Flávio Bolsonaro afirma ter pedido a Trump que PCC e Comando Vermelho sejam classificados como grupos terroristas

O senador e pré-candidato à Presidência da República, Flávio Bolsonaro, afirmou nesta terça-feira (26/05) que solicitou ao presidente dos Estados Unidos, Donald Trump, que as facções criminosas Primeiro Comando da Capital (PCC) e Comando Vermelho (CV) sejam classificadas como organizações terroristas estrangeiras.

A declaração foi feita após um encontro entre os dois na Casa Branca, em Washington. Segundo Flávio, o pedido foi tratado diretamente durante a conversa com o presidente norte-americano.

“Pedi enfaticamente ao presidente Trump que designe o quanto antes o PCC e o Comando Vermelho como organizações terroristas estrangeiras”, declarou o senador durante entrevista coletiva após a reunião.

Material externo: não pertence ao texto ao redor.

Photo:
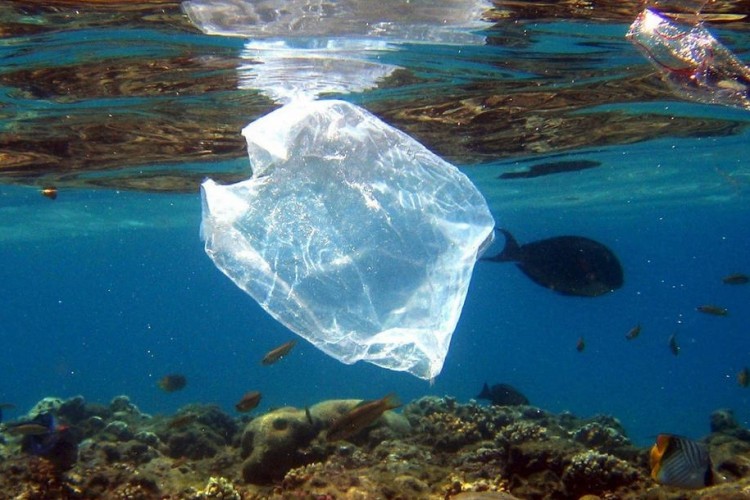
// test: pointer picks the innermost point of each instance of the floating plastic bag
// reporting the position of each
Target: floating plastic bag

De acordo com Flávio Bolsonaro, Trump respondeu que irá analisar a possibilidade de enquadrar as facções brasileiras na legislação antiterrorismo dos Estados Unidos.

O encontro também abordou temas ligados à segurança pública, tarifas comerciais, terras raras e liberdade de expressão nas redes sociais. O senador afirmou ainda que prometeu incluir o Brasil no chamado “Escudo das Américas” caso seja eleito presidente em 2026. A iniciativa liderada pelos Estados Unidos reúne países latino-americanos em ações de combate ao crime organizado e interferências estrangeiras.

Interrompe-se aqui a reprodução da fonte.